I have to admit that when I first moved
out to Los Angeles it was a culture shock. The women and ways of this crazy
world can be intimidating. I just remember thinking I look nothing like these
girls out here, with my lack of Oompa Loompa orange spray on tan, bleach blonde
hair, and size 0 pants, I wasn’t sure how I was going to fare. But as I watched
the perfectly groomed plastic ladies walk by with their non-fat, no sugar,
decaf latte, I realized, hey you don’t want to be like these women.

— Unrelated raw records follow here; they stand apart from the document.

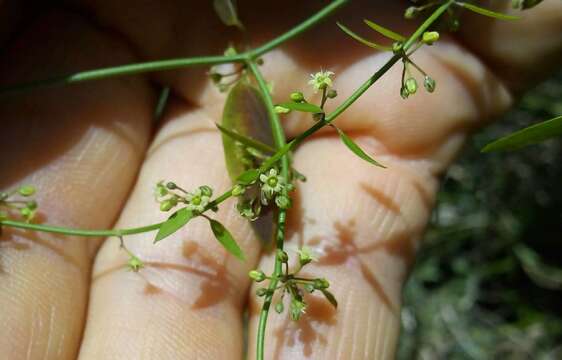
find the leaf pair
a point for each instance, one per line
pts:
(351, 145)
(530, 135)
(181, 217)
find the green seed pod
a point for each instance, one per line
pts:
(283, 256)
(411, 12)
(238, 190)
(279, 307)
(283, 202)
(281, 110)
(257, 275)
(167, 205)
(429, 84)
(206, 190)
(261, 292)
(429, 37)
(411, 86)
(27, 190)
(320, 284)
(297, 96)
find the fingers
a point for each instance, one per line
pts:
(520, 52)
(365, 223)
(81, 147)
(187, 301)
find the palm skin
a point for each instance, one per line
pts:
(94, 153)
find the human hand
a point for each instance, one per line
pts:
(83, 147)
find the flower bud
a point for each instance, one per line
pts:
(429, 84)
(297, 96)
(411, 86)
(206, 190)
(283, 202)
(281, 110)
(429, 37)
(279, 307)
(411, 12)
(282, 256)
(257, 275)
(320, 284)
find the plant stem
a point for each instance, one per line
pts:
(305, 25)
(178, 63)
(279, 140)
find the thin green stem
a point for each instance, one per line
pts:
(279, 140)
(297, 30)
(178, 63)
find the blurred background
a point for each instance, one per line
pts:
(487, 283)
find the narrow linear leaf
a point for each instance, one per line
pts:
(304, 107)
(226, 239)
(384, 31)
(173, 224)
(330, 297)
(489, 13)
(362, 40)
(248, 177)
(246, 140)
(244, 114)
(530, 135)
(226, 10)
(356, 149)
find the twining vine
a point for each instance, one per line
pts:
(262, 174)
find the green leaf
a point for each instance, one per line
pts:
(384, 31)
(330, 297)
(246, 140)
(226, 239)
(362, 40)
(527, 136)
(226, 10)
(489, 13)
(245, 114)
(173, 224)
(304, 107)
(356, 149)
(248, 177)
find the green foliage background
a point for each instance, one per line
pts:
(488, 281)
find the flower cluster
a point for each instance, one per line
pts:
(293, 285)
(169, 195)
(26, 207)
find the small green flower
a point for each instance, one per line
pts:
(272, 184)
(257, 275)
(197, 201)
(306, 255)
(134, 263)
(321, 80)
(298, 308)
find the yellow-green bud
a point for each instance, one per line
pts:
(257, 275)
(411, 86)
(429, 37)
(26, 190)
(429, 84)
(297, 96)
(206, 190)
(411, 12)
(282, 256)
(281, 110)
(238, 190)
(320, 284)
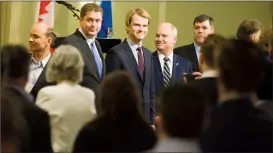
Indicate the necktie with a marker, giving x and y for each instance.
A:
(140, 62)
(97, 58)
(166, 72)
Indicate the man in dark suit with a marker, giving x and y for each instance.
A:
(236, 124)
(15, 61)
(131, 56)
(202, 27)
(168, 67)
(84, 40)
(249, 30)
(207, 84)
(39, 44)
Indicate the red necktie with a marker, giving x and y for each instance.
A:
(140, 62)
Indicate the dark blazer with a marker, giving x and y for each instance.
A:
(119, 135)
(180, 66)
(90, 73)
(188, 52)
(37, 121)
(238, 126)
(40, 83)
(208, 87)
(121, 57)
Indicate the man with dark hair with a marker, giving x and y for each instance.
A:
(15, 62)
(202, 27)
(39, 43)
(207, 84)
(249, 30)
(180, 120)
(236, 124)
(84, 39)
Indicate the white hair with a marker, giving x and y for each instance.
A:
(66, 63)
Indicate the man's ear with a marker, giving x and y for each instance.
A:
(252, 37)
(212, 31)
(201, 59)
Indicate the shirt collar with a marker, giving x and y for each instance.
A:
(87, 39)
(43, 61)
(161, 56)
(210, 74)
(132, 44)
(196, 46)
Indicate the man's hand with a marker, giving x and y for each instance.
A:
(197, 75)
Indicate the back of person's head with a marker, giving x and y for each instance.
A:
(203, 18)
(249, 30)
(66, 64)
(15, 62)
(14, 132)
(241, 66)
(119, 97)
(182, 112)
(210, 49)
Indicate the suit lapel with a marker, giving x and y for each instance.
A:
(194, 55)
(157, 67)
(175, 68)
(146, 62)
(101, 56)
(131, 57)
(87, 52)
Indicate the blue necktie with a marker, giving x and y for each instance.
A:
(97, 58)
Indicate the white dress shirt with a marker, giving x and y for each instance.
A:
(170, 63)
(210, 74)
(197, 50)
(134, 47)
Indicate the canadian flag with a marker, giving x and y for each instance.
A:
(46, 12)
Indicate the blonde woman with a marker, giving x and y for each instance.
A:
(69, 105)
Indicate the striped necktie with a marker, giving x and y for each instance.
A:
(166, 72)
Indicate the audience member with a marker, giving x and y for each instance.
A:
(15, 61)
(207, 84)
(249, 30)
(39, 44)
(69, 105)
(202, 27)
(120, 126)
(180, 120)
(236, 124)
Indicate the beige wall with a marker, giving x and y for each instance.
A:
(17, 18)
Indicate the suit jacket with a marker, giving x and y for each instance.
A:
(40, 83)
(208, 87)
(121, 57)
(180, 66)
(188, 52)
(37, 121)
(238, 126)
(116, 135)
(90, 73)
(70, 107)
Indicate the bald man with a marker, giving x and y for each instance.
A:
(168, 67)
(39, 43)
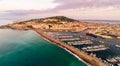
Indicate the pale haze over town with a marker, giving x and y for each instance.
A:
(11, 10)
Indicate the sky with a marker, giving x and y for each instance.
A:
(78, 9)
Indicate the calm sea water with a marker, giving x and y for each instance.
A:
(27, 48)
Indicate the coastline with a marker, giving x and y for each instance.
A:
(66, 50)
(80, 55)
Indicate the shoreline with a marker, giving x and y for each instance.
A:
(67, 51)
(80, 55)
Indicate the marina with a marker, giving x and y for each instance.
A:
(99, 47)
(94, 48)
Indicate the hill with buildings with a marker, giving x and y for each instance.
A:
(62, 23)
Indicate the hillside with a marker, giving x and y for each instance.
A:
(62, 23)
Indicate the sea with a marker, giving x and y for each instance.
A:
(27, 48)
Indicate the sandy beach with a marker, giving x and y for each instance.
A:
(92, 60)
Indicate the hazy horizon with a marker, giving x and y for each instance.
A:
(78, 9)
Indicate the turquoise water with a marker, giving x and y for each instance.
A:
(27, 48)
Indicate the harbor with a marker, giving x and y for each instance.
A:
(99, 47)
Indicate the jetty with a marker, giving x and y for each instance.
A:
(92, 60)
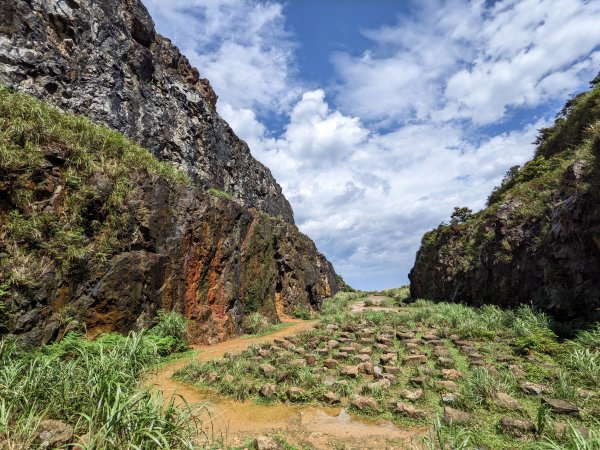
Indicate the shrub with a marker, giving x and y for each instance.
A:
(256, 323)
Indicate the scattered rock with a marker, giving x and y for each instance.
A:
(54, 433)
(412, 395)
(505, 401)
(267, 369)
(330, 363)
(211, 377)
(517, 427)
(516, 370)
(349, 371)
(266, 443)
(311, 360)
(363, 402)
(331, 398)
(268, 390)
(562, 430)
(452, 415)
(561, 406)
(445, 362)
(415, 359)
(228, 378)
(388, 357)
(367, 368)
(298, 363)
(295, 394)
(377, 372)
(451, 374)
(534, 388)
(332, 343)
(362, 358)
(391, 369)
(409, 410)
(447, 386)
(448, 398)
(417, 381)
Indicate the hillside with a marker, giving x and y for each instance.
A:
(538, 240)
(104, 60)
(96, 233)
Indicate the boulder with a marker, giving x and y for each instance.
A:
(268, 390)
(456, 416)
(54, 433)
(364, 403)
(561, 406)
(412, 395)
(516, 427)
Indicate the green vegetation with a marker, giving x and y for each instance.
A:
(66, 183)
(94, 387)
(221, 194)
(484, 357)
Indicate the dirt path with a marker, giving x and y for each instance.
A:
(361, 306)
(316, 426)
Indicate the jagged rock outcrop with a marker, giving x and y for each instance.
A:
(538, 241)
(94, 232)
(103, 59)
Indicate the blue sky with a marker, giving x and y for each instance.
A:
(378, 117)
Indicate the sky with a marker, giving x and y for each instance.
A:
(378, 117)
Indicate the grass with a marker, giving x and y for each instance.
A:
(521, 335)
(67, 183)
(94, 387)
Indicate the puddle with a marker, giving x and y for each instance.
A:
(359, 306)
(234, 420)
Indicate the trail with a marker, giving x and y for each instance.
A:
(232, 421)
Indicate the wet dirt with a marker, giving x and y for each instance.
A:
(360, 305)
(314, 426)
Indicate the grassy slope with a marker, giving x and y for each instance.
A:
(568, 368)
(535, 188)
(86, 223)
(94, 387)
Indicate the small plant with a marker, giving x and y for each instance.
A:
(221, 194)
(302, 313)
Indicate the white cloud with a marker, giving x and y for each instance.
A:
(386, 155)
(241, 46)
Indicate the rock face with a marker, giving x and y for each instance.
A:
(538, 241)
(215, 258)
(104, 60)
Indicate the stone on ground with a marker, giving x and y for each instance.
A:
(561, 406)
(517, 427)
(364, 403)
(295, 394)
(452, 415)
(534, 388)
(266, 443)
(409, 410)
(268, 390)
(505, 401)
(349, 371)
(412, 395)
(54, 433)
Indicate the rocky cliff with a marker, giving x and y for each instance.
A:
(103, 59)
(538, 240)
(98, 232)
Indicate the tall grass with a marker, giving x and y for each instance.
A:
(94, 387)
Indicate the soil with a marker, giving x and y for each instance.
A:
(318, 427)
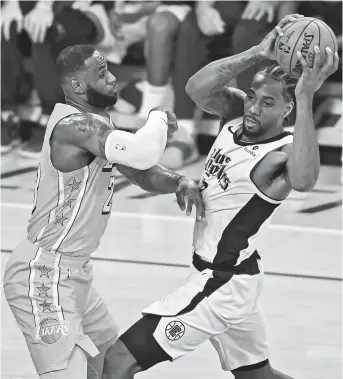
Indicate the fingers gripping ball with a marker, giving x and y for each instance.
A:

Number one, orange is not my best color,
and walking around down South lookin’ like that will just get people asking
what disease you’re afflicted with. Number two, with my pale skin and perfectly
freckled face bleach blonde hair would just wash me out, and every Southern
woman worth her salt knows you never wear a color that washes you out. Neither
of these ideas were a particularly comforting thought, so I soon became quite
comfortable with my Southernisms, red hair, blue eyes and, happy to say, size 6
body around these women. I chose to view them as what they really were, which
was in the words of my late grandmother, Colleen Hollingsworth, “just
tacky”.
This conclusion was also helped along by
the realization that I could probably kick most of these women’s asses if it
came to it. Not that I would ever resort to physical violence in a public place;
a Southern lady would never do such a thing. No, we prefer to do our fighting
with more class. We will politely hold
our tongues and our urge to smack that bitch until we can get them alone in the
privacy of our back yards. I’m kidding,
we don’t do that…usually. Most of the time we are happy to settle for a back-handed
compliment and an ever so sweet, “Bless her heart.” “She probably can’t help
acting that way.” “You know who her family is right?”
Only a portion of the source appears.